Platycerium
Platycerium willinckii
ウィリンキー
- 学名
- Platycerium willinckii
- 中国語
- 爪哇鹿角蕨
- 日本語
- ウィリンキー
- English
- Java staghorn fern
ウィリンキーはジャワ島周辺の季節林に着生する原種。細長く垂れ下がり何度も分岐する胞子葉が銀白の星状毛に覆われ、貯水葉は高く裂けます。強光と乾燥に強く、子株をよく出し、ジェイドガールやペドロなど命名クローンの大半の母体となる銀葉系の本流です。
育て方の要点
原生環境
インドネシア・ジャワ島と周辺の小スンダ列島、季節林の幹や枝に着生します。はっきりした乾季があるため、ウィリンキーは属の中でも強光と乾燥に強く、明るいベランダで育てやすい種です。
光線
高光量を好みます。半日向から日向近くまで可。光が多いほど星状毛が厚く、胞子葉がしっかり立ちます。真夏の正午だけ軽く遮光。室内では最も明るい窓か育成ライトが必要で、足りないと緑化して間延びし、垂れます。
水分と湿度
乾いたらたっぷり、また乾かす。水切れには耐えますが、常に湿っていると根が傷みます。湿度は 50〜70% で十分で、リドレイよりずっと寛容です。暖かく湿った室内では風が最重要です。
用土と板付け
温度と冬越し
適温 18〜32℃。夏は風があれば問題ありません。10℃を下回ると成長が止まり葉が傷むことがあり、5℃以下は危険です。日本では最初の冷え込みの前に室内へ。冬は水を控え、光はできるだけ確保します。
よくあるトラブル
- 銀葉が緑になる:光量不足。
- 葉先が焦げる:水切れか葉焼け。起きた時期で判断。
- 貯水葉が茶色くなる:正常。ウィリンキーの貯水葉は早く褐変します。
- 子株が増えて親株が弱る:子株を間引いて養分を集中。
コレクションの見どころ
葉姿:分岐の回数、胞子葉の長さ(台湾では長手・短手と呼び分けます)、幅、垂れる角度、星状毛の密度、そして株のサイズ(通常・ドワーフ)。ジェイドガール、バクテリア、OMG、ナノ、台湾で人気の珍妮(ジェニー)・金童(ゴールデンボーイ)、イエロームーンなどのムーン系は、すべてウィリンキーの選抜個体か子孫です。ほぼすべてが流通名で登録品種ではなく、同じ名前に別のクローンが付くこともあります。
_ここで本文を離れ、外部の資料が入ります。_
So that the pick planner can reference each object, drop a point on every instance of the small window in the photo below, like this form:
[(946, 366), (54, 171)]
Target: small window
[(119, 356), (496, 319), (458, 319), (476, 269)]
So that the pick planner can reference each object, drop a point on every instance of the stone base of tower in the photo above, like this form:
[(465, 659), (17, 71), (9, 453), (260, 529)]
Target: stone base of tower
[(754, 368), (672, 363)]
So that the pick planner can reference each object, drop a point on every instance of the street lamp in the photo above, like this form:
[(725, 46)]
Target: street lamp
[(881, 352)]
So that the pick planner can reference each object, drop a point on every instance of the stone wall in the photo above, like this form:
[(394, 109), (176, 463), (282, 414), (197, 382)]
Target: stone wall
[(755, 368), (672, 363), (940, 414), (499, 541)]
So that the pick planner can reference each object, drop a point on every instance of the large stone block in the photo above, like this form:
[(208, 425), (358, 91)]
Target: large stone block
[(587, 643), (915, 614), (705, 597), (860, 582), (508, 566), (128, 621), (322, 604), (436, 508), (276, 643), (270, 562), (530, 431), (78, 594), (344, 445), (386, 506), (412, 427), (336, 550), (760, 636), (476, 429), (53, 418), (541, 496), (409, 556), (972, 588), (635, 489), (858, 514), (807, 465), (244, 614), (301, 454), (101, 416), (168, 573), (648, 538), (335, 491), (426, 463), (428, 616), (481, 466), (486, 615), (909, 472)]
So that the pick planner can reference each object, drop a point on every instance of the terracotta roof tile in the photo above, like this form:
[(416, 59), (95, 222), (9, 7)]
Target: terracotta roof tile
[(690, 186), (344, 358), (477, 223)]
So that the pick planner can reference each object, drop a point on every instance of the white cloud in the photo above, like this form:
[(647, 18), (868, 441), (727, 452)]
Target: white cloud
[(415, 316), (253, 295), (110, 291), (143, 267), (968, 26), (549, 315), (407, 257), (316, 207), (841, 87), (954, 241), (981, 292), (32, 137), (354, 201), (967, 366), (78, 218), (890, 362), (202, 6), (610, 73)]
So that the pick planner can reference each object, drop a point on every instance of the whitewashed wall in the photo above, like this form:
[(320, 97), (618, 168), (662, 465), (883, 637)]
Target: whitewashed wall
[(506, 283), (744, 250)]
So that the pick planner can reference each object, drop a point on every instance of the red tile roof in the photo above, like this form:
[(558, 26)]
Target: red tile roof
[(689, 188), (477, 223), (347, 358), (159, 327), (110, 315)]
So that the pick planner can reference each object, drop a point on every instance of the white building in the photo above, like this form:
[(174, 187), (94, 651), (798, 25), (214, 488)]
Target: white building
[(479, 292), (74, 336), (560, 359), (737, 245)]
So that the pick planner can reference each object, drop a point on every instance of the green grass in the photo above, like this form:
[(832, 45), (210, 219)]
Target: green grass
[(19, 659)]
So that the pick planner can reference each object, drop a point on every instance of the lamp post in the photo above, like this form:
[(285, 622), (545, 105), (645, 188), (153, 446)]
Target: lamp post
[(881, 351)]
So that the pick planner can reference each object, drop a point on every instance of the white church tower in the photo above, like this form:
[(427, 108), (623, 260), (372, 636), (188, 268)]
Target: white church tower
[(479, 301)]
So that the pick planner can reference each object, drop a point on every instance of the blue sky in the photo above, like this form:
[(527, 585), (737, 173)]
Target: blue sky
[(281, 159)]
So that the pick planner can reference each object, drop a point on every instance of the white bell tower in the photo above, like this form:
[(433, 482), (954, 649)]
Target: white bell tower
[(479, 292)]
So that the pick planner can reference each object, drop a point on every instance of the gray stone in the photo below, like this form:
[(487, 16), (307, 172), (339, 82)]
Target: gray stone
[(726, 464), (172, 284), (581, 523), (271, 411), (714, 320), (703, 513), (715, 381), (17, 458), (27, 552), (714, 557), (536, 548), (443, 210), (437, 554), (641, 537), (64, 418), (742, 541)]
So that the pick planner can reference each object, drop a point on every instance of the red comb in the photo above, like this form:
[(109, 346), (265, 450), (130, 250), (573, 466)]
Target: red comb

親株:締まった対称な株姿、揃った長さの胞子葉、均一な銀白を見ます。クローンの価値は親株の表現と系譜に基づきます。
よくある質問
ドワーフウィリンキーはなぜ高いのですか?
矮性は胞子培養株の一部にしか現れず、固定を確認するまで数年かかり、個体差も大きいため、良株が希少です。台湾で言う「六大神獣」は珍妮、金童、玉女(ジェイドガール)、バクテリア、OMG、ナノなどのドワーフ系を指すことが多いですが、公式な定義はなく市場で変わります。
ウィリンキーは直射日光に当てても大丈夫?
大丈夫です。ウィリンキーは強光に強く、半日向から日向近くまで育ち、光が多いほど星状毛が厚くなります。真夏の正午だけ軽く遮光し、板付け直後の株や外したばかりの子株は 1〜2 週間散光で慣らしてから移してください。
ジェイドガールは原種ですか?品種ですか?
品種(選抜個体)です。インドネシアで選抜されたウィリンキーのドワーフ個体で、締まった株姿と厚く短い胞子葉が魅力。独立した種でも登録品種でもなく流通名なので、名前だけでなく親株写真と繁殖方法を確認して選んでください。
命名品種は子株とスポア株のどちらを買うべき?
親株と同じ表現が欲しいなら子株(株分け・OC)。安く入手して表現の変化を楽しみたいならスポア株ですが、スポア株は親株の子であってコピーではなく、親株名を付けて売られることもあります。TC 株は親株の複製で均一ですが個体性はありません。
ウィリンキーの耐寒性は?冬越しは?
リドレイやコロナリウムより耐寒性がありますが霜には耐えません。10℃以下で成長が止まり葉が傷むことがあり、5℃以下は危険です。日本では秋から春まで室内の明るい窓辺で、水を控えめに、冷たい隙間風を避けて管理します。